Orzhov is much trickier to judge. Its main mechanic, extort, is primarily on limited-fodder creatures that aren’t playable in a constructed environment. And while you can build a deck to eke out a win via Blind Obedience, I don’t see that happening in a format full of Sphinx’s Revelations. Instead, Orzhov brings two cards to the table – Obzedat, Ghost Council and Merciless Eviction. And, unfortunately, neither of these cards is strong enough to go into an ‘Orzhov deck’. Instead, they’ll be shoehorned into Azorius – Obzedat as an unwrathable, un-Sphereable finisher, and Merciless Eviction as a sideboard card to take out any troublesome board states – Angel of Serenity loops, tons of Keyrunes, planeswalker battles, etc. It’s a very versatile Wrath, and control decks love both versatility and Wraths.
Control decks don’t benefit greatly from Gatecrash, and that’s just fine by me. Control has been king for too long this Block Constructed season. I’m ready for a change.

So get in a beatdown mindset. It’s time to crash some gates.

Lee McLeod
@leemcleo on Twitter
Gard on MTGO

 
  1. Hey Lee,

    I getting into block since RTR and I have been absorbing as much as I can from these articles. I really like your articles.

    I have one request/suggestion. On the RTR preview you did and cards you were interested in you never posted a videos of the deck. Can you post videos of these decks and refer back to this article on the strengths and weaknesses of the cards you highlight here.

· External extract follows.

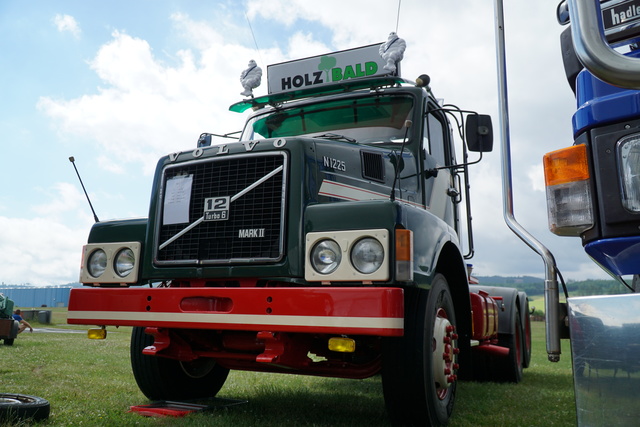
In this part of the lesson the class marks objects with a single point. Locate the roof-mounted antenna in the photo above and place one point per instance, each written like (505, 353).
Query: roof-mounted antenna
(72, 160)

    I think it would give regular readers a clear picture of deckbuilding, card evaluation, and how the theory works in practice.

    One again love this stuff keep up the good work.

    My Username is GoodHunting on MTGO so hit me up if you are around.

  2. How do you determine “azorius” to be the best deck? (it’s not even a deck, it’s a guild).

    The best dake is either BR Zombies or something like Naya midrange. I haven’t seen this “azorius” deck top 8 any GPs, let alone win one.

  3. Saying control is pretty dead really isn’t an accurate statement, in my opinion the control deck will switch to esper,it gets Dimir charm to counter those pesky rakdos’s returns it gets orzhov charms to deal with creatures, it also gets Ghost dads which is better then armada wurm.

  4. I agree that control isn’t dead at all. Just because mono blue control and blue white control isn’t something we are seeing often in the current meta, doesn’t mean that other forms of control aren’t thriving. Five color control has made top lists quite a few times, and cards that allow the player to control the tempo of the game and always have an answer, such as snapcaster mage, and sphyx’s revelation, are very popular, as are the many forms of field wipe which are a form of control.

  5. @Troy: The reason I’m hesitant to actually film very rough decklists is that while you can learn a lot, you usually only get to play two rounds and nearly always lose (losing is the best way to test things). I try to look around at the lists taht are doing well and display them, because they are at least tested. Sometimes I try my own thing out (did not due this too much in RTR), but only after I’ve already tested it quite a bit. I’ll probably do this more going forward since the card pool has expanded.

    @Marsh and Sokolva: I didn’t say control was dead. I said it was not by and far the best thing you can be doing now, because aggressive decks get better with Gatecrash. Also, Sokolva, this article is about Block Constructed, so there is no Snapcaster Mage.

  6. Lee, it might be disheartening to see all these commenters that apparently didn’t even read the article. But I for one am a big fan of block and your articles, and I cant wait to see some videos with GTC cards. Keep it up, man.